Judy is his rock, but they are aware there may be a day she won’t be able to take care of him. “We have visited 10 assisted living homes just to be prepared,” he said.

As awareness of LBD grows, there is more money going into dementia research, said Rob Riesenberg, who founded the Atlanta Medical Research Center in 1982. Pharmaceutical companies hire his company to hold clinical trials on different issues such as depression, anxiety, schizophrenia and ADHD. He has eight trials related to dementia going on right now, two connected with LBD.

He said getting volunteers for LBD has been challenging. “A volunteer has to be a giving person,” he said. “They might receive a placebo and not even receive the drug.”

Riesenberg said dementia research is still in its relative infancy.

No one has even come up with a test to identify LBD, much less a cure for it.
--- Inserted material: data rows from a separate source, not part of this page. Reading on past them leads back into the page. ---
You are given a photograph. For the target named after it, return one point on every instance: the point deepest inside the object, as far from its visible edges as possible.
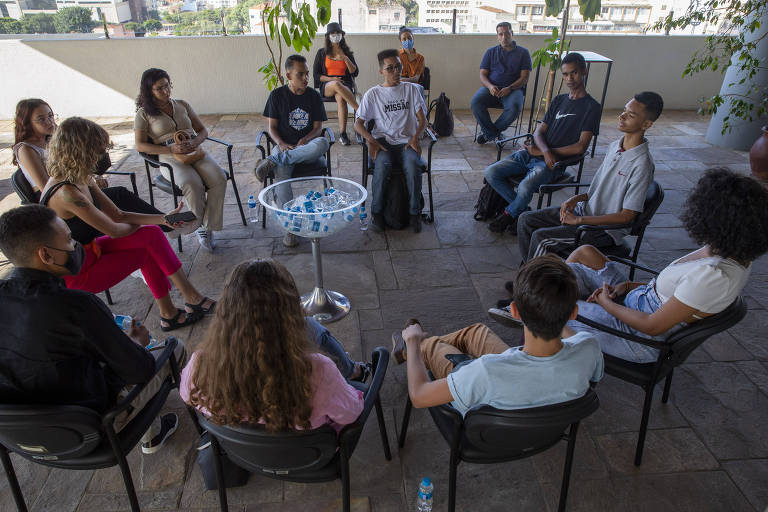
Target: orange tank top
(335, 67)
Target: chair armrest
(625, 335)
(170, 346)
(632, 264)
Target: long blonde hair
(76, 146)
(254, 362)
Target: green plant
(290, 23)
(738, 35)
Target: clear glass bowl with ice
(314, 207)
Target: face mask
(75, 258)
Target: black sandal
(199, 309)
(173, 323)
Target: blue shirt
(516, 380)
(504, 66)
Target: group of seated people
(262, 360)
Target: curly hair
(75, 148)
(145, 99)
(254, 362)
(728, 212)
(22, 123)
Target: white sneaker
(205, 238)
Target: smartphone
(175, 218)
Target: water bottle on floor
(363, 219)
(253, 209)
(424, 501)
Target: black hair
(728, 212)
(652, 102)
(545, 295)
(293, 59)
(24, 229)
(386, 54)
(145, 99)
(575, 58)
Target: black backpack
(443, 123)
(489, 203)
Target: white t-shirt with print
(394, 111)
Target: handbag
(234, 475)
(188, 158)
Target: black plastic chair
(486, 435)
(307, 456)
(368, 167)
(673, 352)
(170, 187)
(74, 437)
(299, 171)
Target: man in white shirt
(399, 115)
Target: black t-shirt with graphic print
(295, 113)
(567, 118)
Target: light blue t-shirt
(516, 380)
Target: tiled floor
(707, 449)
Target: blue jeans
(312, 153)
(512, 104)
(519, 163)
(330, 345)
(397, 156)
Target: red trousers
(146, 249)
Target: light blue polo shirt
(516, 380)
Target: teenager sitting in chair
(566, 131)
(399, 113)
(296, 114)
(727, 214)
(62, 346)
(547, 369)
(260, 361)
(131, 241)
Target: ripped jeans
(520, 163)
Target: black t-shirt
(295, 113)
(566, 119)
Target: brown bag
(188, 158)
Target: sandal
(199, 309)
(173, 323)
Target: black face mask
(75, 258)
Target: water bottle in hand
(424, 501)
(363, 219)
(253, 209)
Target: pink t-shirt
(334, 401)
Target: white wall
(219, 74)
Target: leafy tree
(73, 19)
(10, 26)
(41, 23)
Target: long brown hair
(254, 362)
(22, 123)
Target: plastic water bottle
(124, 322)
(363, 219)
(253, 210)
(424, 502)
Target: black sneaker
(502, 222)
(168, 425)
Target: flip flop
(173, 323)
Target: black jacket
(318, 68)
(61, 346)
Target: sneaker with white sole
(168, 425)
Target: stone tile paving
(707, 449)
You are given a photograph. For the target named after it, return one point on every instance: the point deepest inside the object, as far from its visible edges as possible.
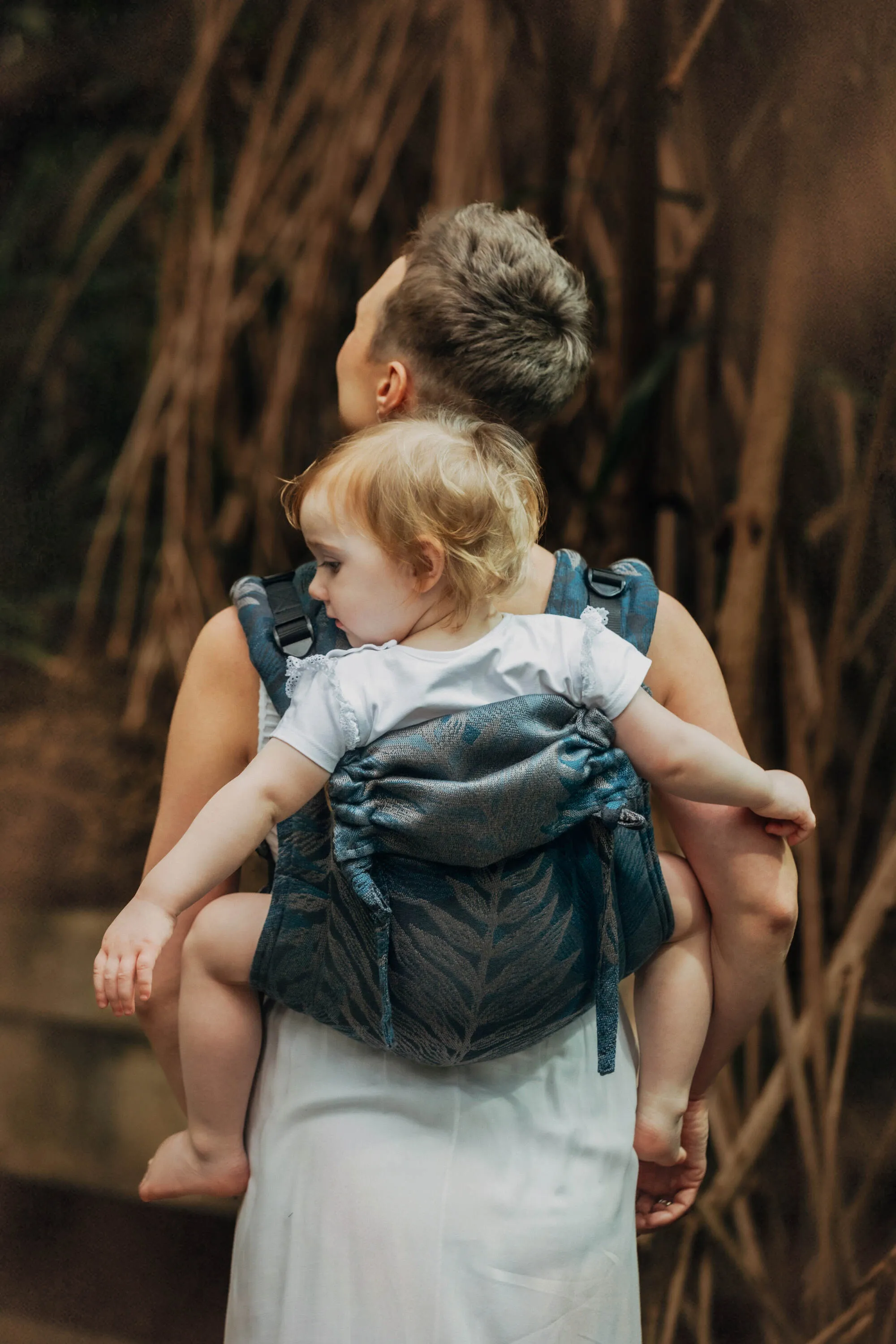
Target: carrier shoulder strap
(293, 632)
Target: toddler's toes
(179, 1170)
They’ve tried nasal and gut biopsies to no avail, Hu said.

But Hu is confident that within 10 years there will be an objective way to diagnose people with different types of neurological disease.

And Bowles has one simple mission: change people’s perceptions of dementia. “People tend to think about late-stage dementia,” he said. “They imagine once they’re diagnosed, it’s over. It’s not. It will take people like me living with dementia who will change the culture of dementia.”